Note: it is possible to edit and add files entirely on the GitHub website, by navigating to the specific file or repository. However, for this workshop, we will be editing and adding files through RStudio instead.

Creating a GitHub Repository

While you can create a repository via RStudio and link it to GitHub after the fact, we find it simpler to create the repository on GitHub first then link that to an RStudio project so we will demonstrate that route.

To create a new repository on GitHub, follow these steps:

  • Navigate to your profile page and click on the Repositories tab

  • Click on the New button with a book with bookmark symbol

  • Enter a descriptive name for your new repository, here we named it git-practice (avoid upper case and use - instead of spaces or _).

  • Write a 1-sentence description about the repository content.

  • Choose Public (as of January 2019, GitHub now offers unlimited free private repositories with a maximum of 3 collaborators).

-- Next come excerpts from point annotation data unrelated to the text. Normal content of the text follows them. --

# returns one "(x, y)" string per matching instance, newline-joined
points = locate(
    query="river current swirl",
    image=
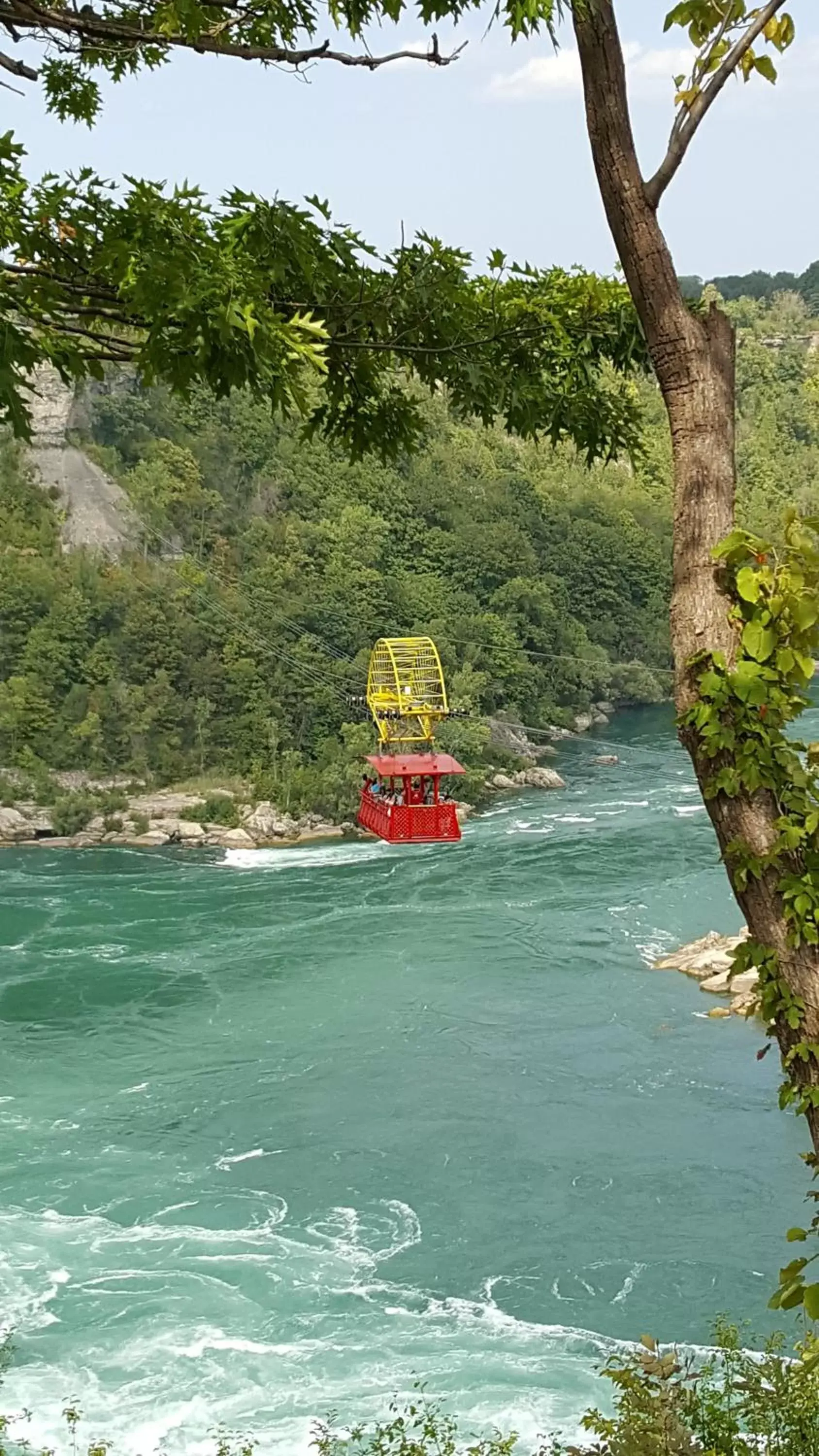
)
(283, 1130)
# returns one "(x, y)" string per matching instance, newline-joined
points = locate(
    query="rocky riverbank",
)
(153, 820)
(85, 811)
(709, 960)
(171, 817)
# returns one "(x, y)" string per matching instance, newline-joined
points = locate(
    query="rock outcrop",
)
(14, 826)
(514, 739)
(98, 513)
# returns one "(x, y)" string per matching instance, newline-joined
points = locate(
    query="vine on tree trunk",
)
(739, 726)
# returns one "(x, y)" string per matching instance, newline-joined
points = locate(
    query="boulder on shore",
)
(267, 823)
(14, 826)
(710, 961)
(710, 954)
(512, 737)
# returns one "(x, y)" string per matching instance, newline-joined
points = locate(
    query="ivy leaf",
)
(805, 611)
(758, 641)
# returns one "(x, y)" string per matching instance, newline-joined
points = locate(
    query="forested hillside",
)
(270, 565)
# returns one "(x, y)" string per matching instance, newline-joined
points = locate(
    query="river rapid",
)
(281, 1132)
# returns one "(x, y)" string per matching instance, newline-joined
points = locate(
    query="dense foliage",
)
(270, 565)
(276, 299)
(760, 286)
(238, 632)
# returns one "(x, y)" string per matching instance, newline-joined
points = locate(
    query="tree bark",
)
(694, 363)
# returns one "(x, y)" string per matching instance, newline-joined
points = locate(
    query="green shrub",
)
(111, 801)
(46, 790)
(217, 809)
(72, 813)
(734, 1404)
(9, 793)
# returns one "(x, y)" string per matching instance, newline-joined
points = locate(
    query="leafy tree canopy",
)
(280, 299)
(277, 298)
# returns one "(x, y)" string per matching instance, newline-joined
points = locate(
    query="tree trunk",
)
(694, 363)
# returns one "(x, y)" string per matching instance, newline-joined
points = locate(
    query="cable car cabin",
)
(405, 804)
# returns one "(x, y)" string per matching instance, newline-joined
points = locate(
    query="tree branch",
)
(687, 124)
(18, 67)
(92, 27)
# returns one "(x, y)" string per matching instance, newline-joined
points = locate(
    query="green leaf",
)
(758, 641)
(748, 584)
(805, 611)
(766, 67)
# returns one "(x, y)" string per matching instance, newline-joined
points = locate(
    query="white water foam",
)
(305, 857)
(264, 1328)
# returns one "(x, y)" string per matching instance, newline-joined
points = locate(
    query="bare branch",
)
(688, 120)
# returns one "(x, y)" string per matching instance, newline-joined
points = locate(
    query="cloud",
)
(559, 73)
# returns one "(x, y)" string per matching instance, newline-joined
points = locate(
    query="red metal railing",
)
(399, 823)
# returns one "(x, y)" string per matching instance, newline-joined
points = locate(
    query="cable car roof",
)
(398, 765)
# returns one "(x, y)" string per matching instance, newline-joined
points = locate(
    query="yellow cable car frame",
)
(405, 691)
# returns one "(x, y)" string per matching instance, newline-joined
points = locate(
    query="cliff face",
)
(97, 509)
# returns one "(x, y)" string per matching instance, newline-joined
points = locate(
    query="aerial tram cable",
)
(229, 586)
(254, 638)
(319, 679)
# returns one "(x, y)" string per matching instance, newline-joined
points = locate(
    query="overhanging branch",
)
(688, 121)
(91, 27)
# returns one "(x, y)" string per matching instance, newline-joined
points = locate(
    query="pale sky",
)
(489, 152)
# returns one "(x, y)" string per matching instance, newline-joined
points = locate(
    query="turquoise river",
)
(283, 1130)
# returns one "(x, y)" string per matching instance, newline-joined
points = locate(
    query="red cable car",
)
(407, 696)
(405, 804)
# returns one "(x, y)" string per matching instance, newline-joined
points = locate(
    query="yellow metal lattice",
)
(405, 689)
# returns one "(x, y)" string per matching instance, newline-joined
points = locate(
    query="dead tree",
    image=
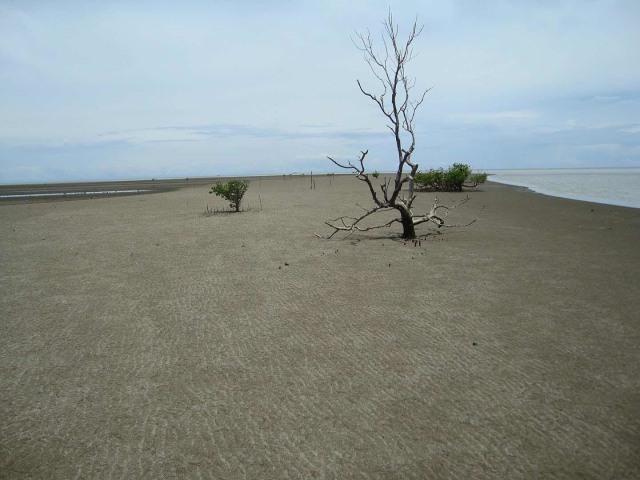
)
(399, 108)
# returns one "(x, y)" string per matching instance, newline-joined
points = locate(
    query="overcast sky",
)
(119, 90)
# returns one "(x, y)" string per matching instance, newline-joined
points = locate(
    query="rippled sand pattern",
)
(142, 339)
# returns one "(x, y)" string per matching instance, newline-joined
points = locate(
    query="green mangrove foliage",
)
(450, 180)
(232, 191)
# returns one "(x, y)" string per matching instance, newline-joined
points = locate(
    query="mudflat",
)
(140, 338)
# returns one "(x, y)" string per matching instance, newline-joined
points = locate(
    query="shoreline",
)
(52, 192)
(140, 337)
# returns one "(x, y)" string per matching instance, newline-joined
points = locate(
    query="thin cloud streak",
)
(152, 89)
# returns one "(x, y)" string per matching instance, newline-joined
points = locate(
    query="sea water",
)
(613, 186)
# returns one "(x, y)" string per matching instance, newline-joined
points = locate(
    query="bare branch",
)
(399, 108)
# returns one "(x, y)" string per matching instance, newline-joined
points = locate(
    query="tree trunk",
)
(408, 229)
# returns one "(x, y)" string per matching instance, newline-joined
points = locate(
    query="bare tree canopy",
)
(399, 105)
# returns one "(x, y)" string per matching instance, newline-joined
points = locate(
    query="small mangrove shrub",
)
(450, 180)
(232, 191)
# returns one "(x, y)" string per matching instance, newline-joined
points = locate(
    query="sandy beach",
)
(140, 338)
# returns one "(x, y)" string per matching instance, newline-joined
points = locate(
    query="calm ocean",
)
(613, 186)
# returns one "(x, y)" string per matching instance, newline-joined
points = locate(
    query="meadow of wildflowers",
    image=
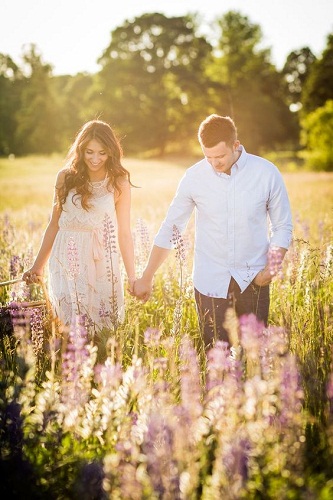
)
(140, 411)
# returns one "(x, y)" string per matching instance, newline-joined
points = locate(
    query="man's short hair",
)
(215, 129)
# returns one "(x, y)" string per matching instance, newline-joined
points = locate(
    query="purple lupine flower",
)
(274, 344)
(110, 245)
(152, 336)
(144, 240)
(235, 460)
(219, 362)
(37, 330)
(109, 234)
(275, 258)
(14, 266)
(190, 378)
(290, 392)
(179, 244)
(251, 331)
(158, 447)
(74, 361)
(329, 392)
(108, 375)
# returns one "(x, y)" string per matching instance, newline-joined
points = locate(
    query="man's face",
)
(221, 156)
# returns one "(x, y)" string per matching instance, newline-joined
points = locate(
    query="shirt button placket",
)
(231, 222)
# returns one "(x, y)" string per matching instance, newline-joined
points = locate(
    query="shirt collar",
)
(240, 163)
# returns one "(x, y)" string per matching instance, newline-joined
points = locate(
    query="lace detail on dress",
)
(84, 267)
(99, 188)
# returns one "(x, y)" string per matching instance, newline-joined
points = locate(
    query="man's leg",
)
(211, 314)
(211, 311)
(254, 300)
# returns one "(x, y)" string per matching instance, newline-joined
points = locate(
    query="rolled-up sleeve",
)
(178, 214)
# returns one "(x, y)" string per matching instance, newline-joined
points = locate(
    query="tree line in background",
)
(159, 77)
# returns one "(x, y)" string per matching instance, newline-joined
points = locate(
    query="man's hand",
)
(142, 289)
(263, 278)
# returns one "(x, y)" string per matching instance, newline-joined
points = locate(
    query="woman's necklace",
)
(98, 184)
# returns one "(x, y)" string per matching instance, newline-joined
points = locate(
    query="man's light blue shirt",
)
(237, 218)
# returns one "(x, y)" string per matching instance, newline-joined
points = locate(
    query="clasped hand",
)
(141, 289)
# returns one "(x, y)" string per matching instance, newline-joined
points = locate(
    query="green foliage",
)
(159, 78)
(317, 133)
(141, 420)
(318, 87)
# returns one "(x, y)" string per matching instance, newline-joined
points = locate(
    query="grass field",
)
(141, 412)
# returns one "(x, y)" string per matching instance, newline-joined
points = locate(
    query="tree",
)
(152, 79)
(318, 87)
(10, 79)
(73, 104)
(252, 91)
(317, 133)
(296, 71)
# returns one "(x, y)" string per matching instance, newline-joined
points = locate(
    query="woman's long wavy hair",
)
(76, 176)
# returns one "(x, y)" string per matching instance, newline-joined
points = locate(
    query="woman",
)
(90, 219)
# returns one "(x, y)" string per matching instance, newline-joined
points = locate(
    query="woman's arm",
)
(125, 239)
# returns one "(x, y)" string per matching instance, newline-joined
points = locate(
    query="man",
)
(242, 212)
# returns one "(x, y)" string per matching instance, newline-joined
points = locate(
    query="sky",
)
(72, 34)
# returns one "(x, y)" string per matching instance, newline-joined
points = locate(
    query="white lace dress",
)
(84, 270)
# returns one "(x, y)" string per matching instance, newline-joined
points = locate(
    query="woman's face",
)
(95, 158)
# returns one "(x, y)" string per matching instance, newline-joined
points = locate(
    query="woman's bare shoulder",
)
(61, 177)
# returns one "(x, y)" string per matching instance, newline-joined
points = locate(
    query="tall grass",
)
(142, 412)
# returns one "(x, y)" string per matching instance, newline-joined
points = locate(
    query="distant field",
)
(26, 187)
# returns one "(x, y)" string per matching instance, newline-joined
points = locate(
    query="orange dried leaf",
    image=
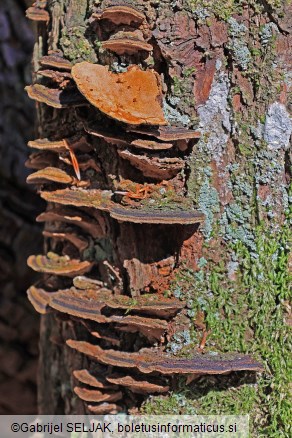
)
(131, 97)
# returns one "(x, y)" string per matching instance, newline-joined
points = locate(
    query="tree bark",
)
(19, 205)
(224, 71)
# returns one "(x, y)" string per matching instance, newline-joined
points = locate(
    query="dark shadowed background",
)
(19, 236)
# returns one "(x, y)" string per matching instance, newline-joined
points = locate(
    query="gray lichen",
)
(172, 115)
(267, 32)
(237, 44)
(278, 127)
(208, 201)
(214, 117)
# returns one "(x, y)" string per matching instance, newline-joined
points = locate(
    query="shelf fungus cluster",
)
(118, 212)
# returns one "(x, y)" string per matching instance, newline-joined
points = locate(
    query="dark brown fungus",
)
(39, 298)
(58, 265)
(44, 144)
(55, 97)
(79, 242)
(62, 78)
(89, 304)
(84, 376)
(99, 199)
(153, 167)
(151, 305)
(56, 61)
(132, 97)
(37, 14)
(92, 395)
(166, 133)
(138, 386)
(128, 46)
(122, 139)
(147, 216)
(81, 282)
(49, 174)
(74, 303)
(40, 160)
(120, 15)
(151, 145)
(154, 360)
(69, 216)
(94, 298)
(104, 408)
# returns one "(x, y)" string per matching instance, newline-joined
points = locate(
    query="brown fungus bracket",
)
(101, 200)
(56, 61)
(49, 174)
(155, 360)
(124, 45)
(154, 167)
(132, 97)
(37, 13)
(166, 133)
(69, 216)
(92, 395)
(122, 308)
(138, 386)
(88, 378)
(39, 298)
(58, 265)
(120, 15)
(158, 217)
(55, 97)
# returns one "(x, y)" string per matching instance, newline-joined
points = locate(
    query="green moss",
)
(222, 10)
(246, 315)
(76, 46)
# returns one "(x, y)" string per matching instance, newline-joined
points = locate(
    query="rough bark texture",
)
(225, 72)
(19, 206)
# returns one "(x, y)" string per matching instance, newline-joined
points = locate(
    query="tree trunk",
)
(187, 228)
(19, 235)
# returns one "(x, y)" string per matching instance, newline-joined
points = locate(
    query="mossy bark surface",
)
(225, 71)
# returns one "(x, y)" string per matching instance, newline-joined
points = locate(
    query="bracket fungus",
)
(154, 360)
(36, 13)
(79, 242)
(88, 378)
(132, 97)
(69, 216)
(138, 386)
(166, 133)
(120, 14)
(56, 61)
(58, 265)
(99, 199)
(147, 216)
(154, 167)
(39, 298)
(97, 396)
(126, 321)
(120, 138)
(55, 97)
(49, 174)
(128, 46)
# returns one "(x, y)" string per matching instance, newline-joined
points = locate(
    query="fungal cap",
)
(121, 15)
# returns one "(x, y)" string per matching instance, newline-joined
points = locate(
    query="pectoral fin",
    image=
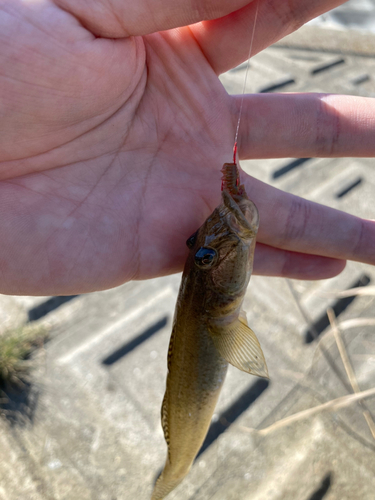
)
(238, 344)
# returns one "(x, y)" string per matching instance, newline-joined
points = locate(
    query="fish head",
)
(222, 250)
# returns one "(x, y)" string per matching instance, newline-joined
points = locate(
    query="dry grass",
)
(16, 345)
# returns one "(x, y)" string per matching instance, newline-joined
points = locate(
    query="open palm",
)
(113, 134)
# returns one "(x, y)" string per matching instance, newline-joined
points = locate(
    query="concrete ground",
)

  • Check Add a README file.

Yay! We’ve just created a new repository! Here is what the landing page should look like:

This repository is currently public, so it’s visible to anyone, but since we are working in groups, we will need to give access to your group members. Click on the Settings tab for your repository and go to Collaborators.

Click on Add people. Now let’s get the usernames of all of your group members and add them as collaborators to your repository.

Great! Now everyone in the group should have access to the repository.